Here's a basic conditional probability question:
Suppose you have two cards: one is painted black on both sides and the other is painted black on one side and orange on the other You select a card at random and view one side. You notice it is black. What is the probability the other side is orange?

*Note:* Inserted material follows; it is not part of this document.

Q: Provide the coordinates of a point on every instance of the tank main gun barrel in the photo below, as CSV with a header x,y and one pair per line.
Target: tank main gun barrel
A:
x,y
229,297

So, let's say O denotes a side is orange and B denotes a side is black. Here's my attempt: $P(\text {O|other side B} )=\frac{P(\text {B|other side O} )P(\text{O})}{P(\text {B|other side O} )P(\text{O})+P(\text {B|other side B} )P(\text{B})}=\frac{1\times \frac{1}{4}}{1\times \frac{1}{4}+\frac{1}{2}\times \frac{3}{4}}=\frac{2}{5}$
But when I try in this way: $P(\text {O|other side B} )=P(O\cap B)/P(B)=1/3$
The answer is $\frac{1}{3}$, where is the mistake? Any help is appreciated. Thanks in advance.

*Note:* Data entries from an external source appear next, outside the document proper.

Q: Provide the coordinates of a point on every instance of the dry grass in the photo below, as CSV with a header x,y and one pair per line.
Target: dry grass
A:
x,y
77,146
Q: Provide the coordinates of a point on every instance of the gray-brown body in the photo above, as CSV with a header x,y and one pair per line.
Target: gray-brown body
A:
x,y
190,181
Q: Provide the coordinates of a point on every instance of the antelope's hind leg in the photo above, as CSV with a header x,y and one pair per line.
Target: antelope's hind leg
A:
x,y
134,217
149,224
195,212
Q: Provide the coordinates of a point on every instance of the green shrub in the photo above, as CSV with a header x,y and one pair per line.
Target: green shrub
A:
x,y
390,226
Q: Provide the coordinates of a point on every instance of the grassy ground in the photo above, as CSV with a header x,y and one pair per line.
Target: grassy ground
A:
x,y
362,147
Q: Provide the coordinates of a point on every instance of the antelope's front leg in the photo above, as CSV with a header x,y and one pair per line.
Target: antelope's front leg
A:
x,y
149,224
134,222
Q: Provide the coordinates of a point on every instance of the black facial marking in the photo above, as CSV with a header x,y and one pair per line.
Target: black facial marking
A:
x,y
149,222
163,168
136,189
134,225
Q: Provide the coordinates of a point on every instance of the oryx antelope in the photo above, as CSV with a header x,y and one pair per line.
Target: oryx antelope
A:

Call the card with one orange and one black side the $OB$ card, and call the card with two black sides the $BB$ card.
$$P(\text{You picked $OB$ } \mid \text{you saw black side}) = \frac{P(\text{one side is black} \cap \text{ you picked OB})}{P(\text{you saw black side})} $$
$$= \frac{\frac{1}{2} \cdot \frac{1}{2}}{\frac{1}{2} \cdot \frac{1}{2} + \frac{1}{2} \cdot 1} = \boxed{1/3}$$
In order to compute $P(\text{you saw black side})$, you need to condition on which card you drew. With probability $1/2$, you will pick $OB$ in which case you will see the black side with probability $1/2$. On the other hand, with probability $1/2$ you will pick $BB$ in which case you will see the black side with probability $1$. You must consider both cases.